Product Design: VMware AppDefenseWebsite: VMware AppDefense
(All content on this page is exclusive property of VMware)
VMware AppDefense is a data center endpoint security product that protects applications running in virtualized environments. Past security measures have proven ineffective, time-consuming and in most cases require the use of several security products. AppDefense reinvents the security strategy by “ensuring good” rather than “chasing bad” and aims to empower network admins by simplifying complex security-related activities.
Role: As the Lead Product Designer, my role is to design an end-to-end experience for IT teams to view and secure their applications in the data center.
Tools used: : Sketch
Key Product Requirements:
I interviewed InfoSec teams and brainstormed with product managers to get a deep understanding of the security landscape and challenges faced by Information Security teams. I defined the following overarching UX principles for AppDefense.
- Serves as a single pane of glass for security teams providing application health overview and threat indicators, which translates to a simple, transparent and powerful UI.
- Simplifies the process of managing and responding to alerts for an alert-fatigued audience.
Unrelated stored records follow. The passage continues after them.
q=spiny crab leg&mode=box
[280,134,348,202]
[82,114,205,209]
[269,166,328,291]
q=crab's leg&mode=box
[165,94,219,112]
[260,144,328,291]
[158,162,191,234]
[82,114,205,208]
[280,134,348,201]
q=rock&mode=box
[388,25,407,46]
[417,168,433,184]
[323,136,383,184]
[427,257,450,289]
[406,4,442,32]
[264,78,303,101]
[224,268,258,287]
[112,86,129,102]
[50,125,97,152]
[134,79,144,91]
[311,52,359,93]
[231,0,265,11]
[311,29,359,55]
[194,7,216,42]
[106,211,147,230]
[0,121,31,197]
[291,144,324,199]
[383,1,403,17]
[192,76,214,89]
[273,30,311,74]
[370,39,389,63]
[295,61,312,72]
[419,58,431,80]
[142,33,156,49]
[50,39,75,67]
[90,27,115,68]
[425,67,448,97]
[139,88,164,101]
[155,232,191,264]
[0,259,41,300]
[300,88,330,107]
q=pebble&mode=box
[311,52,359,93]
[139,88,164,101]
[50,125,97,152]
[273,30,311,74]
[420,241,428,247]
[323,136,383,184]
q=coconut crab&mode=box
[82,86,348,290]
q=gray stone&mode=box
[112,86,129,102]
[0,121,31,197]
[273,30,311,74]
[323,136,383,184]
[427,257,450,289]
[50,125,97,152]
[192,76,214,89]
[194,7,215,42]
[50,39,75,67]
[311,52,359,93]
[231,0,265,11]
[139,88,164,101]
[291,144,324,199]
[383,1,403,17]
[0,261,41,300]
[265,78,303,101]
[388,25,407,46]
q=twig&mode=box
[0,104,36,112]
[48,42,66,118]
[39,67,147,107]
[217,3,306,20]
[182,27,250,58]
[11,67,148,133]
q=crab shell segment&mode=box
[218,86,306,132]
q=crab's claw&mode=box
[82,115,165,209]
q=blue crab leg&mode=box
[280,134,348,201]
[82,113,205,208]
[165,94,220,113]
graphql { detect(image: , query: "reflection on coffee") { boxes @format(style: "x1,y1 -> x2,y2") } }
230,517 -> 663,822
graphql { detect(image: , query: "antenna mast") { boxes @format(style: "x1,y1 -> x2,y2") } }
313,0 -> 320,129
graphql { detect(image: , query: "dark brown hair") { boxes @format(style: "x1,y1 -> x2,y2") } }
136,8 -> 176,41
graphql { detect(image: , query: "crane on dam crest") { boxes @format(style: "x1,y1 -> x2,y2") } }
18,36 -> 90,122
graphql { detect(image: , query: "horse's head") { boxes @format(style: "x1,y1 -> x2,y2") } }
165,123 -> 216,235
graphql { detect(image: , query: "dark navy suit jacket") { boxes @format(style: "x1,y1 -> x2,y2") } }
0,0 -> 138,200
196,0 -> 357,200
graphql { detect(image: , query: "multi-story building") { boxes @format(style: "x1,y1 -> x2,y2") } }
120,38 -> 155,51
- Reduces the cognitive load of analyzing large amounts of data by providing an engaging and action-oriented UI.
I implemented an iterative design process collaborating closely with product managers, developers, users, and sales engineers
User Testing Methodologies:
- I lead design studios at VMware's annual conference, VMworld in Vegas and Barcelona, where I validate upcoming designs and get a deeper understanding of IT security practices in different organizations. I interview participants from various IT teams and geographic locations.
- I gather insights into the users' challenges and objectives through in-depth exploration with product managers and sales engineers.
- I conduct quarterly 1x1 session with users to validate new designs.
I designed an application dashboard indicating the overall health of the application and areas of risk after users expressed a strong need to have a bird's eye view of their applications. Example: Service reputation charts show the number of suspicious processes running in the application.
On having conversations with users about the main drivers of action, I identified application topology as an important touchpoint to help users visualize and manage applications. In addition, it can be used to assess potential risks.
To quickly and efficiently react to critical alerts, I designed a summary screen of alerts with customizable filters providing a quick view and detailed views. Recommended remediation actions are surfaced.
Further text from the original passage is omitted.